Quick Start
This documentation is for an unreleased version of Apache Flink Machine Learning Library. We recommend you use the latest stable version.

Quick Start #

This document provides a quick introduction to using Flink ML. Readers of this document will be guided to submit a simple Flink job that trains a Machine Learning Model and use it to provide prediction service.

Prerequisites #

Python version (3.6, 3.7, or 3.8) is required for Flink ML. Please run the following command to make sure that it meets the requirements:

$ python --version
# the version printed here must be 3.6, 3.7 or 3.8

Flink ML Python SDK is available in PyPi and can be installed as follows:

$ python -m pip install apache-flink-ml

You can also build Flink ML Python SDK from sources by following the development guide.

After setting up Flink ML Python SDK, you can run a Flink ML example job as follows.

$ python -m pyflink.examples.ml.clustering.kmeans_example

The command above would create a Flink mini-cluster and execute Flink ML’s kmeans_example job.
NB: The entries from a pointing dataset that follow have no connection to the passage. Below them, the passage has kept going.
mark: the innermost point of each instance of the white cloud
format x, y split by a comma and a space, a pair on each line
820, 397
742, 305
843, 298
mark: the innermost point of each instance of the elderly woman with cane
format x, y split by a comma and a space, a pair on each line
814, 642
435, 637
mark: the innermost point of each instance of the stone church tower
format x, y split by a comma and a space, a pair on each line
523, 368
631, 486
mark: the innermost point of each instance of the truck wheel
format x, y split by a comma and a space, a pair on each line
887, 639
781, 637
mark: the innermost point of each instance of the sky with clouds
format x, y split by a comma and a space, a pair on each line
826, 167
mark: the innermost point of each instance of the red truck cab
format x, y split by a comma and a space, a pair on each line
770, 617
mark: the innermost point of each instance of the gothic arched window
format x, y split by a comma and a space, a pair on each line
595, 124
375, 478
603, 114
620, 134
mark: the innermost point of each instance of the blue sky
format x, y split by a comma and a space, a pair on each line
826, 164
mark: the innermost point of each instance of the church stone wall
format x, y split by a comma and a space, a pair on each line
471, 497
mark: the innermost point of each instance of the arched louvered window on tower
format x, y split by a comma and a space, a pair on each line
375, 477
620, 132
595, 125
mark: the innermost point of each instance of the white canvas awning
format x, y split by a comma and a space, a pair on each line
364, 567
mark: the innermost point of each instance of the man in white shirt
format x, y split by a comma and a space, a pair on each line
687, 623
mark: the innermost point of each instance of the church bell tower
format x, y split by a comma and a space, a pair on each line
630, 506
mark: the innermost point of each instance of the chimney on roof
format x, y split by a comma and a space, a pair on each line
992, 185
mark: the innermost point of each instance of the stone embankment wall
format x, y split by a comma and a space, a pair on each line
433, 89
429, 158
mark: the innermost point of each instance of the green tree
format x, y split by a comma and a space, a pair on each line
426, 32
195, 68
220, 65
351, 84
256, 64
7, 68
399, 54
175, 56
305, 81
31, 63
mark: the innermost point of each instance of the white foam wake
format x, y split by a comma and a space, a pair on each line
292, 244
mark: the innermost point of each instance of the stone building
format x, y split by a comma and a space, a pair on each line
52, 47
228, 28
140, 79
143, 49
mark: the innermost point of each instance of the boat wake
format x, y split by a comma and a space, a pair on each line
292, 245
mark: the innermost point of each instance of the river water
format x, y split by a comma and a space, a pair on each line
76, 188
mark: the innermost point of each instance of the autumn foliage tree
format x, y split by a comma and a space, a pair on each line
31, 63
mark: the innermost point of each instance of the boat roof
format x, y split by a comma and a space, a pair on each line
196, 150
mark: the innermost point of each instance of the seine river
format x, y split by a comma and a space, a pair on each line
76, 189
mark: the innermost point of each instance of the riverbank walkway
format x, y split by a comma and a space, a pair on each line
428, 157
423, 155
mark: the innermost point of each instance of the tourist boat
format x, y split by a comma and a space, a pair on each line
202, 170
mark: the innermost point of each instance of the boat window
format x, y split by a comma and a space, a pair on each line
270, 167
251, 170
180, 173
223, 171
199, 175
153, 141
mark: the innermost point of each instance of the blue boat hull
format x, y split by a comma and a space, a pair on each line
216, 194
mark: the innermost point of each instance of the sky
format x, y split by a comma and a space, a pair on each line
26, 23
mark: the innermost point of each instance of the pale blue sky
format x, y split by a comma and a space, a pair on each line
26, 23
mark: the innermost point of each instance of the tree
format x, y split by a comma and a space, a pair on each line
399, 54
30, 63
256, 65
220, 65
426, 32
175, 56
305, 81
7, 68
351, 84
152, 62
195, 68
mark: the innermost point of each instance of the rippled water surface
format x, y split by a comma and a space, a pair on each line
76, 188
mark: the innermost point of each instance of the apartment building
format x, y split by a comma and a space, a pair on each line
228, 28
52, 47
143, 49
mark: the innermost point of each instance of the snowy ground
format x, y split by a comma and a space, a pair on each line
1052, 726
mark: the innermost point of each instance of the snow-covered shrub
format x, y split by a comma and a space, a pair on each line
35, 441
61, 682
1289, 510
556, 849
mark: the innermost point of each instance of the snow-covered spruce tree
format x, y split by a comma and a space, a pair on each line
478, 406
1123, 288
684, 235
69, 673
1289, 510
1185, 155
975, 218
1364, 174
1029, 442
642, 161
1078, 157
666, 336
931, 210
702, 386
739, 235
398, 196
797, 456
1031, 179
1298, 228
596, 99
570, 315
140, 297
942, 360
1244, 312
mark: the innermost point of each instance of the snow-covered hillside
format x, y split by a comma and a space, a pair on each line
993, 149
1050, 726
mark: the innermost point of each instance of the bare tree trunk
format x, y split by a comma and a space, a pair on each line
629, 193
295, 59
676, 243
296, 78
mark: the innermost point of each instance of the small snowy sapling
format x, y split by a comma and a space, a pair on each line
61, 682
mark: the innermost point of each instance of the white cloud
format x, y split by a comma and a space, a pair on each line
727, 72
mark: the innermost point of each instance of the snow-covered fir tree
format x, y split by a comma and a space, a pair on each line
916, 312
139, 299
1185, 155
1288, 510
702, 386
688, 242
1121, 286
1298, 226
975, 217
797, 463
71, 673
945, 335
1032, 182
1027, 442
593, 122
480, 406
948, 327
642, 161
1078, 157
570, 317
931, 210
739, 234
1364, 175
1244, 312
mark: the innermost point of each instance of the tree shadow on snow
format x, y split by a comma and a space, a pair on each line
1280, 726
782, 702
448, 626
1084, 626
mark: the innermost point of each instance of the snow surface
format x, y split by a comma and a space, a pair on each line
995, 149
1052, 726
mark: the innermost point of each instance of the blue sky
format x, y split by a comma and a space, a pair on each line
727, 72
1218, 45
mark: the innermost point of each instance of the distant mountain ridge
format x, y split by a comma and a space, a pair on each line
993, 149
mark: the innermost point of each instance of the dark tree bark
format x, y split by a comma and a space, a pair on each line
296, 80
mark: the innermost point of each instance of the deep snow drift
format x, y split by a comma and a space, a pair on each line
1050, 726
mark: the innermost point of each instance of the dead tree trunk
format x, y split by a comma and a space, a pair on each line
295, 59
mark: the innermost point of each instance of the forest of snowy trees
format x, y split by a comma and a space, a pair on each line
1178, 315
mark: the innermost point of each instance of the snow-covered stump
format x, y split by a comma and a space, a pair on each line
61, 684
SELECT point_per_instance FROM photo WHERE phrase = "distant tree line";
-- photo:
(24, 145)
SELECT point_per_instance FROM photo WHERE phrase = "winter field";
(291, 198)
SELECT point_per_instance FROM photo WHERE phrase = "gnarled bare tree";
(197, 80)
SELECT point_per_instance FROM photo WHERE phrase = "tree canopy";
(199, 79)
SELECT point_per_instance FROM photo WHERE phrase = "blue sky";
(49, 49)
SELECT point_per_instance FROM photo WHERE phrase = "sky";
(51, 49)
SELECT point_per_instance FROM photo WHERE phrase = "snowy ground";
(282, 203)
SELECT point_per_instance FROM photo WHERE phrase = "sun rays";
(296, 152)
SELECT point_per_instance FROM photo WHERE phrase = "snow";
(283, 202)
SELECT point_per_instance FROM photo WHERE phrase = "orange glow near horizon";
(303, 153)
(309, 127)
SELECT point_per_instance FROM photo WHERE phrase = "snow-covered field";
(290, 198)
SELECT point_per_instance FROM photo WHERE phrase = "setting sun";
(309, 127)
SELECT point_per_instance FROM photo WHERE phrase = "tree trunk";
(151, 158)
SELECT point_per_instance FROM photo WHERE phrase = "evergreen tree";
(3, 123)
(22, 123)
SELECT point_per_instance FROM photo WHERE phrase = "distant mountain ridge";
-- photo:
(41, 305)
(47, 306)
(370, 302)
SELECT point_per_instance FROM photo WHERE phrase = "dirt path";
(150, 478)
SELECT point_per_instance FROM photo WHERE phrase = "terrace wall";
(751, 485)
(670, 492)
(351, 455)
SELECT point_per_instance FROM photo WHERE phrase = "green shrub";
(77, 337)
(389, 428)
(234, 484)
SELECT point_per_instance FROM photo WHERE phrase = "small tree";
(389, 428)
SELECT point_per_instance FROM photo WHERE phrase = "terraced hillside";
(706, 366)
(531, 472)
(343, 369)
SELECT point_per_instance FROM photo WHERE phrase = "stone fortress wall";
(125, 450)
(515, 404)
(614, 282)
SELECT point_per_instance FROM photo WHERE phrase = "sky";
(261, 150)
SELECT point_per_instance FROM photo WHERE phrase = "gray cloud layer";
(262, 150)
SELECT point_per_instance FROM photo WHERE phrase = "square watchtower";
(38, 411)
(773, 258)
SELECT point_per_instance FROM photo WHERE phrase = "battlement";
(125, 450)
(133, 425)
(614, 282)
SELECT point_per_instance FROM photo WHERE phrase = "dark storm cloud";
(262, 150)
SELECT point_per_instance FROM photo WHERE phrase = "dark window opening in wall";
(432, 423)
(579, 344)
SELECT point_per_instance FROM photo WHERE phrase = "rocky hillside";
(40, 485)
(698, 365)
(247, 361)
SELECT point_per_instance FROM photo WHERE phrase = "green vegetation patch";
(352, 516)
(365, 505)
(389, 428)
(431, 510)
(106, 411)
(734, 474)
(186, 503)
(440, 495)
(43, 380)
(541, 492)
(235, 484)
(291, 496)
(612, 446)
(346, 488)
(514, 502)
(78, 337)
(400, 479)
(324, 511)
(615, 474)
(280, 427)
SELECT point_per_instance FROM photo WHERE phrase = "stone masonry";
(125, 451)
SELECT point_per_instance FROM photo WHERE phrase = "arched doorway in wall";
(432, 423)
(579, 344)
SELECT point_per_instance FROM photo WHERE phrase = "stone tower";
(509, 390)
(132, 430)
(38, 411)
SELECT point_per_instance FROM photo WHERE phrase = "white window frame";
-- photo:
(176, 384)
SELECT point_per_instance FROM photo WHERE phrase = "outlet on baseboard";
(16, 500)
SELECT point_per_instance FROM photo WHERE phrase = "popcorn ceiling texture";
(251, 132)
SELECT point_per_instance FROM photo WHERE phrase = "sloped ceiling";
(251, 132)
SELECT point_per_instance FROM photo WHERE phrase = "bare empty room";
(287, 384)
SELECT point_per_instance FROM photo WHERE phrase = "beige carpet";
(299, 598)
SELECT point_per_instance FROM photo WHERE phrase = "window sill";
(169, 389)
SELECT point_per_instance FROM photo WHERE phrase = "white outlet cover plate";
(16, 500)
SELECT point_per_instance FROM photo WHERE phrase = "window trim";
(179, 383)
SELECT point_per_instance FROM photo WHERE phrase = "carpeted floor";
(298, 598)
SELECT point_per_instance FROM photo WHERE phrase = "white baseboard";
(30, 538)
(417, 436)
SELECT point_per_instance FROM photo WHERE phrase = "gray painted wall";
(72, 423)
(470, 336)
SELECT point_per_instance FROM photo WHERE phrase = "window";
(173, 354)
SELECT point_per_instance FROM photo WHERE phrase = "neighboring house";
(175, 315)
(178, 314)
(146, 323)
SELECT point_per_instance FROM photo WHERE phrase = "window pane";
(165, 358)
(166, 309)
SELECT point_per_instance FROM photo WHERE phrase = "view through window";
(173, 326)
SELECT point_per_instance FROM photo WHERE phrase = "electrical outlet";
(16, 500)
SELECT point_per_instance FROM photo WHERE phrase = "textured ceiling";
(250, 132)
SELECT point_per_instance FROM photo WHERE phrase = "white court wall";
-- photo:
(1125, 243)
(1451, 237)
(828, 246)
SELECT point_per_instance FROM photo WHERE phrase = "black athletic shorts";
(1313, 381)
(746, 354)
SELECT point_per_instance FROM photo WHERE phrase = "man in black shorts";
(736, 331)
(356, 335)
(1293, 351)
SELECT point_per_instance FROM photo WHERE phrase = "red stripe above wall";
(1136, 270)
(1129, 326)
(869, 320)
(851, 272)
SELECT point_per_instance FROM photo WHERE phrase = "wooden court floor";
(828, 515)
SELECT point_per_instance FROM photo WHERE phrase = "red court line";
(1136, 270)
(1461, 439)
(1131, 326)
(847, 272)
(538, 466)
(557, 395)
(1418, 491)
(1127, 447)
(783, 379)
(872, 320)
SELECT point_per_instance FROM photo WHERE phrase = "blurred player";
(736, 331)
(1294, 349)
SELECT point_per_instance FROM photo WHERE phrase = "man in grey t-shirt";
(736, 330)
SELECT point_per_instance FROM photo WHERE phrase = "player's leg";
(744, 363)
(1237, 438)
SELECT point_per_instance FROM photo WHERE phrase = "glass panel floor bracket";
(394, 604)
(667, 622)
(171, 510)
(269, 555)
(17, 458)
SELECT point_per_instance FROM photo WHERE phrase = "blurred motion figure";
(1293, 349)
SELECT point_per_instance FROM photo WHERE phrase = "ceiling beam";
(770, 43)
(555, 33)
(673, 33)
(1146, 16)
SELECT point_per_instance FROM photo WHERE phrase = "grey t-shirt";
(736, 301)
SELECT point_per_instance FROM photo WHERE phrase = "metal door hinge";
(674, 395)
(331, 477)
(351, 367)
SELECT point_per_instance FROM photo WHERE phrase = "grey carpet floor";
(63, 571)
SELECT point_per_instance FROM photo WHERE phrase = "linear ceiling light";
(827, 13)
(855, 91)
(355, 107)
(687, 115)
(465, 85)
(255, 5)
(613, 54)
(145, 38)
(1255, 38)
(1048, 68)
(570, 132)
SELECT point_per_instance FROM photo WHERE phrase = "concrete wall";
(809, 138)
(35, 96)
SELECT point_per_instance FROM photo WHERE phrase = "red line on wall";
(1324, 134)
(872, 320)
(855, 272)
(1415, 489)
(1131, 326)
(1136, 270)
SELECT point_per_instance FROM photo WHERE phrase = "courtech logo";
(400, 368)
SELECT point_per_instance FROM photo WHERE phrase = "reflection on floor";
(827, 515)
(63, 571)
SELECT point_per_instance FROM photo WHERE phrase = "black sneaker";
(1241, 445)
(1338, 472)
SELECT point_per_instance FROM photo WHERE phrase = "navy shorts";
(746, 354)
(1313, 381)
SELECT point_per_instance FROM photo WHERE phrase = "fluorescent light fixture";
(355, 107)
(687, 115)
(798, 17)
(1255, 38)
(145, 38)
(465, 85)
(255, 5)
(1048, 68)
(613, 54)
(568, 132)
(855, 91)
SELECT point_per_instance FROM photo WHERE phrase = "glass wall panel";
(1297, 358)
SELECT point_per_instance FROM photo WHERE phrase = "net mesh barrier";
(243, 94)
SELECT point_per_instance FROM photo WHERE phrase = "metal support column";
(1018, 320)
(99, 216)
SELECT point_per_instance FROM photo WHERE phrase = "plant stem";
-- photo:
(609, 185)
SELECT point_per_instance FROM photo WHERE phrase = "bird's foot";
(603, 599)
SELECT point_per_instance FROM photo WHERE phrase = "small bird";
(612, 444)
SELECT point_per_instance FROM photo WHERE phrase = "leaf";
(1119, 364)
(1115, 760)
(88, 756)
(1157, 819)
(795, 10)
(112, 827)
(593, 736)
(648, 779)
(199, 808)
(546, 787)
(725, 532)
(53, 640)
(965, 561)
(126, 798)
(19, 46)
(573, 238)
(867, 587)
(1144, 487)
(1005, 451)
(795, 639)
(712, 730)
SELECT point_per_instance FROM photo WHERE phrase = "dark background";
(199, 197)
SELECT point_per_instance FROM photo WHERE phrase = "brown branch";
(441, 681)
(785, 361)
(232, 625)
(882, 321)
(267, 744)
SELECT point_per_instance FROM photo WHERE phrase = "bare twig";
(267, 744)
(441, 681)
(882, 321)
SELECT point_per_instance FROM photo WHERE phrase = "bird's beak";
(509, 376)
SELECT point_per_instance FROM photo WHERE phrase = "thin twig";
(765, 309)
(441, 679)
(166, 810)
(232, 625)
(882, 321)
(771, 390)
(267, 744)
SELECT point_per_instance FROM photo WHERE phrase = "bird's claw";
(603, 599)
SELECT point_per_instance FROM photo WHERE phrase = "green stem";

There are also example jobs for other Flink ML algorithms, and you can find them in pyflink.ml.examples module.

A sample output in your terminal is as follows.

Features: [9.6,0.0]     Cluster Id: 0
Features: [9.0,0.6]     Cluster Id: 0
Features: [0.0,0.3]     Cluster Id: 1
Features: [0.0,0.0]     Cluster Id: 1
Features: [0.3,3.0]     Cluster Id: 1
Features: [9.0,0.0]     Cluster Id: 0

Now you have successfully run a Flink ML job.